On 26 June, UK Minister of State for Culture, Media and Sport Hugh Robertson signed a statutory instrument which modified the 2003 Licensing Act, governing the licensing of sporting and entertainment events in England and Wales. Without recognizing MMA as a “sport”, the DCMS amended licensed activities to include any event that “combines boxing or wrestling with one or more martial arts.”
In contrast, responding to a question from a Deputy of the National Assembly, the French Sports Ministry stated on July 2: “Free Fight, or Mixed Martial Arts (MMA), takes place inside a cage and allows strikes against the opponent while on the ground. The policy of the Ministry has not changed and remains clear. The practice of MMA is not allowed and its events/shows are not permitted.”
The ban was reconfirmed despite lobbying of the French government by Zuffa LLC dba Ultimate Fighting Championship (UFC) of Las Vegas. Last year, UFC CEO Lorenzo Fertitta called France a “massive opportunity” and said he was “encouraged that you’ll be eating croissants watching the UFC pretty soon.”
This past June, the New York State Assembly failed to lift the ban on professional MMA.

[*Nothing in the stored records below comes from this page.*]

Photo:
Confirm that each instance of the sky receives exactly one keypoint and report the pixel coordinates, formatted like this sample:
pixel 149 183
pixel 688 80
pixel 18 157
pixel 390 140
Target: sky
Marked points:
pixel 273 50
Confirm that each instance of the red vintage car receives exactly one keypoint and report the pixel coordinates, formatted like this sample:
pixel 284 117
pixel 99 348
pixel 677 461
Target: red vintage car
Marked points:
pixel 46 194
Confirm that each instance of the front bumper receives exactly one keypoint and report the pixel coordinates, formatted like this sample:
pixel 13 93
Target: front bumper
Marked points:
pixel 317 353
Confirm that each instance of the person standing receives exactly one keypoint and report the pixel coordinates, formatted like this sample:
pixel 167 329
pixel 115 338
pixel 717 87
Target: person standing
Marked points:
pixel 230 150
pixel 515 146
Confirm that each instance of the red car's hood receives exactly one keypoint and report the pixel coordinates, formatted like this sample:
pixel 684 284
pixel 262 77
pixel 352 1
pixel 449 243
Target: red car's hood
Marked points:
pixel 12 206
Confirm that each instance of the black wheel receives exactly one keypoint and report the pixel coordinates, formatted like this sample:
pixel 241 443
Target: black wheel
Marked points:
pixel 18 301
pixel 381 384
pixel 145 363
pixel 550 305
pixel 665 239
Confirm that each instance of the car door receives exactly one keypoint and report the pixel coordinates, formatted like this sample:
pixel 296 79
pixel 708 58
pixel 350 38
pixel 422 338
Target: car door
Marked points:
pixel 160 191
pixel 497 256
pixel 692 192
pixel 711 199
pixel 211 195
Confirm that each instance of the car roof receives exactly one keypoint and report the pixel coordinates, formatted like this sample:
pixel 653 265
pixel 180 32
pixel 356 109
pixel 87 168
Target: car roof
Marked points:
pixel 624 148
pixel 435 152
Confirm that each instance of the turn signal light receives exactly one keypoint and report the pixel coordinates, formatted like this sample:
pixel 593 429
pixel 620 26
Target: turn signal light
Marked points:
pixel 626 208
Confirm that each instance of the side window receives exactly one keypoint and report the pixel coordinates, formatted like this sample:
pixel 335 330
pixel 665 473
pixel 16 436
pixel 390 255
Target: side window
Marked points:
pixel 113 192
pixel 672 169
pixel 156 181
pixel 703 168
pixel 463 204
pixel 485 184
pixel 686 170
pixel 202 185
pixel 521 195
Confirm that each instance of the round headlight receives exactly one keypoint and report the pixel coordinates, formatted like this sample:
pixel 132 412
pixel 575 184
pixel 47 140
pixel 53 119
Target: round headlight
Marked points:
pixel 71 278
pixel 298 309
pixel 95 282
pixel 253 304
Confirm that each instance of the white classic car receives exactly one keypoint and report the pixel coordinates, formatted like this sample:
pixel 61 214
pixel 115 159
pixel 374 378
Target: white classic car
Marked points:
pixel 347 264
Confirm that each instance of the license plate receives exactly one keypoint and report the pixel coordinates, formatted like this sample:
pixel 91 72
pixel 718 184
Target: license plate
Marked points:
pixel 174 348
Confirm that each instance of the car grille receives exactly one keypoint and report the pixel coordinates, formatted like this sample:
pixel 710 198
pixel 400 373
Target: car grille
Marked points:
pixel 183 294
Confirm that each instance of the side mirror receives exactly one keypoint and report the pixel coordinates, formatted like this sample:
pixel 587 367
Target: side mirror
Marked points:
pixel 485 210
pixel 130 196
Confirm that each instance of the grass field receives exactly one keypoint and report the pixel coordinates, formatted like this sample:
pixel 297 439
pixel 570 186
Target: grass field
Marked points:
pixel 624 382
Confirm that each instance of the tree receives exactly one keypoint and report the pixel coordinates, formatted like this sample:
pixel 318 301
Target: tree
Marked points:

Shut out of France and New York, the UFC announced new plans to expand its offerings in the UK. UFC will be in London on 2 August as part of its “media tour”. The appearance coincides with the launch of a new UK broadcasting deal with BT Sports. Reports suggest the first UFC fight under the amended regulation is tentatively scheduled to take place October 26 in Manchester, England.